Menyaksikan detik-detik AK bersama adiknya menuju ruang tahanan, hati ini trenyuh. Betapa tersayatnya jiwa seorang AK harus menangggung borok nana berkepanjangan itu. Meski ada garis senyum, namun terasa hambar. Tak longgar dan lepas. AK yang dalam lingkaran sesama jurnalis termasuk senior, terpaksa harus melangkah menuju ruang tahanan karena kurang selektif menyiasati problematika hidup yang menghampirinya.
Rasanya sulit percaya. Karena itu bela duka bertautan. Sesal meregang hingga lelah. Tak kuasa melumat semua adegan itu. Tak jua luput dari sekelumit tanya yang menyisahkan pertanyaan. Karena itu,” Adakah pintu maaf tersingkap bagi AK dan adiknya dari bilik hati seorang FJ? Adakah kepuasan yang harus dirayakan seorang FJ karena berhasil menjebolkan seorang AK? Adakah butir-butir sesal yang mengalir pada sudut batin seorang AK dan adiknya sehingga merapatkan raga seraya mendamba maaf dari Firman Jaya?
Jika belum, pantaskah membiarkan tanpa ada niat untuk menyatakan dari hati ke hati atas semuanya? Di situlah butuh jalan pulang. Jalan menuju kebaikan bersama. Menuju ketenangan batin.Jalan pulang bertujuan menyejukkan batin AK dan FJ seraya bertukar maaf dalam konteks manusia dan kemanusiaan. Sebagai sesama saudara. Rekan kerja.

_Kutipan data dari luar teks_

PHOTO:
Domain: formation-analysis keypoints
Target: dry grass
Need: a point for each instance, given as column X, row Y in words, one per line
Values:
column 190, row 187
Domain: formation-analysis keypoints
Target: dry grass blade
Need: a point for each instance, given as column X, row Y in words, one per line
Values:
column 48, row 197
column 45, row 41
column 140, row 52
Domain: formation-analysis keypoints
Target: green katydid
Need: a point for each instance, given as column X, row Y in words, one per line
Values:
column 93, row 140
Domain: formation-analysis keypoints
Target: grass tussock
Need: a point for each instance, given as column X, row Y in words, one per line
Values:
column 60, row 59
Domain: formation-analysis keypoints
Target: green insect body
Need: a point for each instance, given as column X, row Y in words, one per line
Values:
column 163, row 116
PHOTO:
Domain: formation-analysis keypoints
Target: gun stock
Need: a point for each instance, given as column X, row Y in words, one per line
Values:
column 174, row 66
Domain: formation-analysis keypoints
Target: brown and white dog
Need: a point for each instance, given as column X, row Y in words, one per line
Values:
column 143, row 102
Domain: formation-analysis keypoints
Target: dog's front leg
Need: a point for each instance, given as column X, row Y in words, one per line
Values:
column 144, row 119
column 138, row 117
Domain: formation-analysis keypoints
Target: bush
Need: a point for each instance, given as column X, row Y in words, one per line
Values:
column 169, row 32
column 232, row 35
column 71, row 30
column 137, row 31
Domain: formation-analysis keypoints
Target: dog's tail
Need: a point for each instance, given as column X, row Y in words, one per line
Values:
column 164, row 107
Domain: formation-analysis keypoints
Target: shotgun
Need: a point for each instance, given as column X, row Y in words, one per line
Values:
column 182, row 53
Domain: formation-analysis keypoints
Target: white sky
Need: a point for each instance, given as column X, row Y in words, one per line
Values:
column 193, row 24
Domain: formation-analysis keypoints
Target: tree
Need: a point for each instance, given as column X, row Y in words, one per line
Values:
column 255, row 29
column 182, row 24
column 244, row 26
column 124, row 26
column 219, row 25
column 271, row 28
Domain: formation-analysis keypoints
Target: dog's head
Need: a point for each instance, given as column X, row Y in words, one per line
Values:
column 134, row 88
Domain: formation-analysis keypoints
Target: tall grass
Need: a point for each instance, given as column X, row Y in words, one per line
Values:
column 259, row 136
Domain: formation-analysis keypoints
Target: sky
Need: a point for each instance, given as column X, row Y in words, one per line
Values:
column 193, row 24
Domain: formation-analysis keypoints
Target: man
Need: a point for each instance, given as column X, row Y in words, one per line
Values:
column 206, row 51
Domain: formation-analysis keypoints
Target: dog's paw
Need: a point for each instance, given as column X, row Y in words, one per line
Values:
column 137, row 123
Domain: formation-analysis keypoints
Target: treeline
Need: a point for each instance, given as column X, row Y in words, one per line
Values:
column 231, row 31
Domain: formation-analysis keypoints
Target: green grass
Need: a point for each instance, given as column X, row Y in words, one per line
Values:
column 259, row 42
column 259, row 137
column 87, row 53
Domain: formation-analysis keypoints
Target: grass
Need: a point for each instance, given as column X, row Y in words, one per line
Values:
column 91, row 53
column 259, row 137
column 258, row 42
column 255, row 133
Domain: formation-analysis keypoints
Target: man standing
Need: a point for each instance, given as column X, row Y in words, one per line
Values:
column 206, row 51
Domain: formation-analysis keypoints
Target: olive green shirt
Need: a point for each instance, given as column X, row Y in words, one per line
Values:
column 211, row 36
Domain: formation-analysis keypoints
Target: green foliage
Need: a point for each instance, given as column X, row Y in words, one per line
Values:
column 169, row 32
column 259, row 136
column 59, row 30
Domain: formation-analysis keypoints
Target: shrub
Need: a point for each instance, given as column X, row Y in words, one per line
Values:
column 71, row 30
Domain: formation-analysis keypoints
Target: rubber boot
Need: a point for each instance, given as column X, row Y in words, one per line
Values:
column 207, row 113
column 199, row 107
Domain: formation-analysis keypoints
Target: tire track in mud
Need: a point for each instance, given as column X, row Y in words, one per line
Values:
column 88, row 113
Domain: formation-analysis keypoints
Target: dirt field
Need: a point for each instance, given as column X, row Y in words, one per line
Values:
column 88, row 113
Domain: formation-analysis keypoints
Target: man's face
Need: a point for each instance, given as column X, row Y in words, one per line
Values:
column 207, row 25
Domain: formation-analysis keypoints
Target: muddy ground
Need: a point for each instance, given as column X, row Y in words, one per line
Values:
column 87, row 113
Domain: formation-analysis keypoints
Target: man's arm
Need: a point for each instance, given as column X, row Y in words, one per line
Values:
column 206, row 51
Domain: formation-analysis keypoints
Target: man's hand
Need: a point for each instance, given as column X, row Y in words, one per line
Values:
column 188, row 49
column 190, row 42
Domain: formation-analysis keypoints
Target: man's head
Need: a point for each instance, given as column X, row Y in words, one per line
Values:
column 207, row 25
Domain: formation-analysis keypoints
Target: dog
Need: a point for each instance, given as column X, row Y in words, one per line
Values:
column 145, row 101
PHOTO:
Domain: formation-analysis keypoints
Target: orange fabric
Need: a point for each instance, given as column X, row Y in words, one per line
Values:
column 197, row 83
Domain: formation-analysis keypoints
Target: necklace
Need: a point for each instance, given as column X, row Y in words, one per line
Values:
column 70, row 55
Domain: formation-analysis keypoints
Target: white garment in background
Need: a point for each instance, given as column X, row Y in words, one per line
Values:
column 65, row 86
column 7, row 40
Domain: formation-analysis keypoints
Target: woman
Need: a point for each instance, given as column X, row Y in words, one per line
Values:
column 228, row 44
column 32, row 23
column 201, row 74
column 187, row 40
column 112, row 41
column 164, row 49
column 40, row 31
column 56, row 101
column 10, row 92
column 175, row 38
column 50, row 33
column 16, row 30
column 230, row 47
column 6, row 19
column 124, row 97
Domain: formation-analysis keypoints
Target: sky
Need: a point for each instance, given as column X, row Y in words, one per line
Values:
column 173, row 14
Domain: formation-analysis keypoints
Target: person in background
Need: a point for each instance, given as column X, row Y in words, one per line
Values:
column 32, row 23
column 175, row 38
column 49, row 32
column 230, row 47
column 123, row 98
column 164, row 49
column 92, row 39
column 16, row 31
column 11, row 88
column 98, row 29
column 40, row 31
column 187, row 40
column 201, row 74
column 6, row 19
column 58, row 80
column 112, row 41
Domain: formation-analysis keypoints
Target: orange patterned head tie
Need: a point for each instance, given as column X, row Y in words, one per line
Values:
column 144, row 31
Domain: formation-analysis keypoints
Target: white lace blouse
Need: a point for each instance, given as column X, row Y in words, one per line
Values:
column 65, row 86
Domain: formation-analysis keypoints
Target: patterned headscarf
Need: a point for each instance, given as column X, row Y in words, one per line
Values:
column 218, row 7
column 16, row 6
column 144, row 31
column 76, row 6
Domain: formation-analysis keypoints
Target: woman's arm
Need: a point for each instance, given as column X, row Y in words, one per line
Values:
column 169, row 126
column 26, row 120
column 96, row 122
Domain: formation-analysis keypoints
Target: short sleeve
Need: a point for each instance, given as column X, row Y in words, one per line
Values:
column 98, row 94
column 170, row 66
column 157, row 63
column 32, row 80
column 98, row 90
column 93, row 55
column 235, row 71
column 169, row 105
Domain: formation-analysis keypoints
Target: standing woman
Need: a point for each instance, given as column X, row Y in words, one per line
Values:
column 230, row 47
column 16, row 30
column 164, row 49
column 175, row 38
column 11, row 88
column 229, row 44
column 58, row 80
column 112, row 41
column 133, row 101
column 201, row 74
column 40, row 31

Peristiwa menyakitkan ini melukai bukan saja AK dan FJ, tetapi dunia jurnalis di Manggarai Timur itu sendiri. Peristiwa tersebut menghentakkan kita semua. Terjadi menjelang puncak perayaan Paskah kebangkitan Yesus. Mungkin di balik peristiwa ini ada teguran dari pemilik hidup. Ada hal-hal yang perlu direkat kuat. Ada hal yang perlu dibenahi.